The design of all smartphones in the Xiaomi 12 Series is similar, but the Pro models have bigger dimensions (152.7 mm × 69.9 mm × 8.2 mm in the Xiaomi 12 and 12X or 8.7 mm leather version of the Xiaomi 12 and 163.6 mm × 74.6 mm × 8.2 mm in the Xiaomi 12 Pro and 12 Pro Dimensity or 8.7 mm leather version of the Xiaomi 12 Pro).

On the bottom side, there is a USB-C port, speaker, microphone, and dual SIM tray. On the top, there is an additional microphone, IR blaster, and a second speaker. On the right, there is the volume rocker and a power button.

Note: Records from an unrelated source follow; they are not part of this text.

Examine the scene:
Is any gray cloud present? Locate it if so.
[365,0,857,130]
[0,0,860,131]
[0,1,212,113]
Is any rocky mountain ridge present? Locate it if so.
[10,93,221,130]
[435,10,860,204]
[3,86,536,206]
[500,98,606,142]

The Xiaomi 12 and Xiaomi 12 Pro were available in 4 colors: Black, Blue, Purple, and Green (China exclusive).

The Xiaomi 12X was available in 3 colors: Black, Blue, and Purple.

The Xiaomi 12 Pro Dimensity was available in Black and Blue colors.

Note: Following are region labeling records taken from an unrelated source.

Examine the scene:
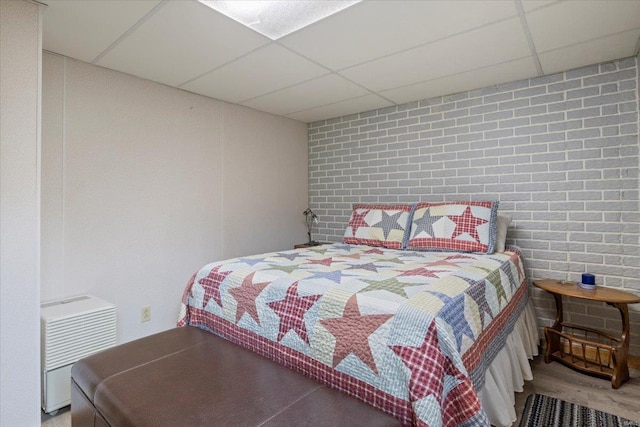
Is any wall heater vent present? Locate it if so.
[40,295,116,413]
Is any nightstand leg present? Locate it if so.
[544,294,562,363]
[609,303,630,388]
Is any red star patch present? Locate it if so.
[267,282,322,344]
[229,272,270,325]
[449,206,488,242]
[363,248,384,255]
[198,264,231,308]
[320,295,392,374]
[390,319,480,425]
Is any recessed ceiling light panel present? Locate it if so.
[198,0,361,40]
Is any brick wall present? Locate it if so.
[309,57,640,355]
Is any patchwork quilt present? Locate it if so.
[178,244,528,426]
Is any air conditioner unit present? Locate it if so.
[40,295,116,413]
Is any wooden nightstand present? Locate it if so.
[533,279,640,388]
[293,242,329,249]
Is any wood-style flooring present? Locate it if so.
[42,356,640,427]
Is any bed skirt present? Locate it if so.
[478,299,539,427]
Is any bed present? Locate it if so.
[178,202,537,426]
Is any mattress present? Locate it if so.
[178,244,529,426]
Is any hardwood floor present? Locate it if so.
[514,355,640,426]
[42,355,640,427]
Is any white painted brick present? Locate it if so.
[309,58,640,355]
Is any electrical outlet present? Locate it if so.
[140,305,151,323]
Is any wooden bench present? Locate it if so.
[71,327,401,427]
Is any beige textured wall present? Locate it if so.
[42,53,308,342]
[0,0,41,426]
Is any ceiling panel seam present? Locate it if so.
[540,27,640,56]
[335,15,516,72]
[513,0,544,76]
[176,41,277,88]
[91,0,169,65]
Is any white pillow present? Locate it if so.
[495,213,511,252]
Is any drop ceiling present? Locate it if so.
[43,0,640,122]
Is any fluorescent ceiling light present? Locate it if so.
[198,0,360,40]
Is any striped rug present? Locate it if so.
[520,394,639,427]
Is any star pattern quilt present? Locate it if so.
[178,244,528,426]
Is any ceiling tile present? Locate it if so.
[42,0,160,62]
[98,1,269,86]
[340,18,531,92]
[381,57,537,104]
[538,30,640,74]
[521,0,559,12]
[181,44,329,103]
[286,94,393,123]
[280,0,516,70]
[526,0,640,53]
[241,74,369,115]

| Color | Xiaomi 12 | Xiaomi 12X | Xiaomi 12 Pro | Xiaomi 12 Pro Dimensity |
|---|---|---|---|---|
|  | Yes | Yes | Yes | Yes |
|  | Yes | Yes | Yes | Yes |
|  | Yes | Yes | Yes | No |
|  | Yes | No | Yes | No |

== Specifications ==
=== Hardware ===
==== Platform ====
The Xiaomi 12 and 12 Pro are the second smartphones, after Motorola Edge X30, to receive the Qualcomm Snapdragon 8 Gen 1 SoC. Meanwhile, the Xiaomi 12X uses less powerful Qualcomm Snapdragon 870 instead of the Snapdragon 8 Gen 1, and the Xiaomi 12 Pro Dimensity is the first smartphone that features the MediaTek Dimensity 9000+.

=== Software ===
Initially, the Xiaomi 12 series was released with MIUI 13 based on Android 11 on the Xiaomi 12X and based on Android 12 on other models. Later, the Xiaomi 12X was updated to Xiaomi HyperOS based on Android 13, while the Xiaomi 12 and Xiaomi 12 Pro were updated to Xiaomi HyperOS 2 based on Android 15, and Xiaomi 12 Pro Dimensity was updated to Xiaomi HyperOS 2 based on Android 14.